Los elogios me gustan espontáneos. Algunos de los que más disfruté vinieron de gente que no tenía ningún compromiso, y se tomó el trabajo de venir a decirme que algo que hice le gustó. Es una sensación muy agradable, una especie de confirmación de que lo que uno hace vale la pena, de que hay alguien que lo disfruta de verdad.
He estado de los dos lados del elogio, he dado y recibido. Es un compromiso especial cuando voy a ver la presentación de alguien que quiero, que hace algo que tengo ganas de disfrutar. Siempre existe la posibilidad de que lo que voy a ver sea malísimo, y no da andar diciendo a la salida que lo que a alguien cercano le costó mucho trabajo y sacrificio es “una bosta”.

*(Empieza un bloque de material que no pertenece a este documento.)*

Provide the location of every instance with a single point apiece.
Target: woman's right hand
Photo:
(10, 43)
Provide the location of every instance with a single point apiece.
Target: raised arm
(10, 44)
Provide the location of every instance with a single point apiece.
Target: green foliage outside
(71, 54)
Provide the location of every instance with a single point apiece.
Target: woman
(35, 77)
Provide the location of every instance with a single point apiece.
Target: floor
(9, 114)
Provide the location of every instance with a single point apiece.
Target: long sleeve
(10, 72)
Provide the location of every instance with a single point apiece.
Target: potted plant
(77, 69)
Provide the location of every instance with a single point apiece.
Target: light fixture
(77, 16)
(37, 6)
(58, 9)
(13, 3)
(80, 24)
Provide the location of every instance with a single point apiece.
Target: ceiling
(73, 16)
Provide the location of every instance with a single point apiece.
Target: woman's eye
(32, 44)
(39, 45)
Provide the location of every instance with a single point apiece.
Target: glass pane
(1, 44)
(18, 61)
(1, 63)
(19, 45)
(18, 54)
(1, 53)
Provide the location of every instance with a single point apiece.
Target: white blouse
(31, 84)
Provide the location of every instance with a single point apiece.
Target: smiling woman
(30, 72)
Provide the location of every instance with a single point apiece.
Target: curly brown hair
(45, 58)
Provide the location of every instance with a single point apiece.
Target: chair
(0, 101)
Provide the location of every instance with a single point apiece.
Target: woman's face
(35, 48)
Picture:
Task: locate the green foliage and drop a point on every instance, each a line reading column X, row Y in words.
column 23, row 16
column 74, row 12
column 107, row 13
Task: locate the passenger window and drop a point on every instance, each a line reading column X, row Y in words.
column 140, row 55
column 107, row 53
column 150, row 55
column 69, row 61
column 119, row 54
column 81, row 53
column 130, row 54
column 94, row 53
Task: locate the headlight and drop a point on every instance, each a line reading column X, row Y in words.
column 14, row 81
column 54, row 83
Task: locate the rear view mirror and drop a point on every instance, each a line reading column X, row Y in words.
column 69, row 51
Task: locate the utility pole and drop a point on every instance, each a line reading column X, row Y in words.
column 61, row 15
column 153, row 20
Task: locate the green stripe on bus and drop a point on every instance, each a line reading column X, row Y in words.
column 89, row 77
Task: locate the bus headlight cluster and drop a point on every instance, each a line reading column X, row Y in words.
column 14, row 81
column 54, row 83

Por eso a veces me guardo el elogio. O lo hago recatado. Primero porque no quiero parecer exagerado cuando algo me gusta. Es muy feo que el elogio se pase de mambo y parezca ensayado, por más que sea sincero. Y también como resguardo. Si bien no he visto muchas de estas presentaciones que no me hayan gustado, siempre puede pasar. Y tal vez lo puedo disimular haciéndola pasar por una de esas veces que no me dio por decir qué bueno que estaba todo.
Del mismo modo, no me gusta pedir elogios. Acercarme a alguien después de una presentación mía y preguntar si le gustó. No lo pregunto aunque me muera de la curiosidad. Si le gusta, es libre de decirme. Si no le gusta, prefiero no enterarme. Lo bueno es que, cuando el elogio viene sin prompt, es más placentero.